Аше Гарридо - Видимо-невидимо
Но видать слышал он о таких местах и вспомнил, как перевозчик, с которым он повздорил, — с каким лицом он присоветовал в Клятой пустоши заночевать, да и почему пустошь Клятой зовется — сообразил, приставил одно к другому. Сел на землю и заплакал. За шею меня тянет к себе и плачет. В жизни не видела, чтобы отец плакал. А перед овцой не стыдно.
Да и повел он меня дальше, к Гусиному берегу. На что надеялся, о чем думал — не знаю. Я уж точно не думала ни о чем. Бежала за ним на веревочке, да с кустов придорожных листики срывала. Опять мне душу туманом затянуло, а в тумане том покойно и ласково, знай беги да листики срывай, ничего и не надо более, когда и так всё хорошо.
И пришли мы потом на Гусиный берег, в дом жениха моего — овцу-невесту отец мой ему привел. Смеркалось уже, как в деревню вошли. А как последний луч солнца погас — тут меня опять оземь швырнуло, да согнуло дугой. Это теперь мне туда-сюда перекинуться — как в дверь войти-выйти. А тогда, с непривычки, ломало и выворачивало, как будто и в самом деле я с изнанки овца, и надо меня, что твой мешок, вытряхнуть и вывернуть. Потом уж приноровились мы друг к другу, вдох, выдох — и готово дело, здравствуйте, люди добрые, вот она я, Мэри-горюшко, вся как есть овца.
И вот тогда… лежу у порога жениховского дома — видно, кричала, что всё семейство высыпало поглазеть. И сам жених, и свекор со свекровью будущие, и с ними золовки и деверья… ох и много их!
А я лежу, разметавшись, как меня из корчей выкинуло — на лице пыль, в волосах травинки да сучки, платье измято, перепачкано, подол до колен задрался… Невестушка прибыла!
Никто не подошел, руки не подал, не помог подняться.

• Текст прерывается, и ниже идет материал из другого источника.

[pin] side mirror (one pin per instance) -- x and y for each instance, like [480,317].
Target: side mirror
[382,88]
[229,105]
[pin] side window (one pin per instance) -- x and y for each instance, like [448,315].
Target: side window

И отец только руками развел: уж извините, что есть, то и есть, на лучшее не сподобились.
А мне и вставать вроде незачем, тут бы и провалиться сквозь землю, тут бы и кануть в нети, и сгинуть — от добрых людей, от себя самой. Но не вышло мне такого облегчения, а как отдышалась я после муки моей, как дрожать поменьше стала, так и поднялась сама, отряхнулась, волосы пригладила.
Свекор будущий лицом поелозил, да и говорит — куда ему деваться — ночуйте уж.
Ночуйте. Как бродягам случайным. Из милости.
— Что ж Молли нам девку сосватала с падучей?
— Да нет у нее, — оправдывался отец. — Сроду не было. Вот, видно, со страху… И устала с дороги.
— Дядечка, а говорят, вы овцу привели, а девкой она только у нашего дома перекинулась, — подал голос один из младших, за что тут же получил крепкий подзатыльник от хозяина. Однако сказанное сказано, будущий — или уже не будущий — свекор уставился на отца: что на это скажешь?
— Да вот… — замялся отец. — Вот ночевали в Клятой. Отругал ее… за дело… А оно вон как обернулось. Может, пройдет?
— Не пройдет, — отрезал хозяин и оглянулся на жену. Та только веки чуть опустила.
— Не пройдет, и незачем нам еще одна овца, своих хватает, а как понадобится — я у Флетчера прикуплю. А чтобы родного сына на овце женить… Нам такой славы не надобно. Еще чего! Ну ты надумал, свояк, ну ты удружить хотел!
— Так не я же, жена моя…
— Молли сговаривалась про здоровую. А ты кого привел?
— Ну так сама виновата, что руки не той стороной вставлены! — в сердцах брякнул отец.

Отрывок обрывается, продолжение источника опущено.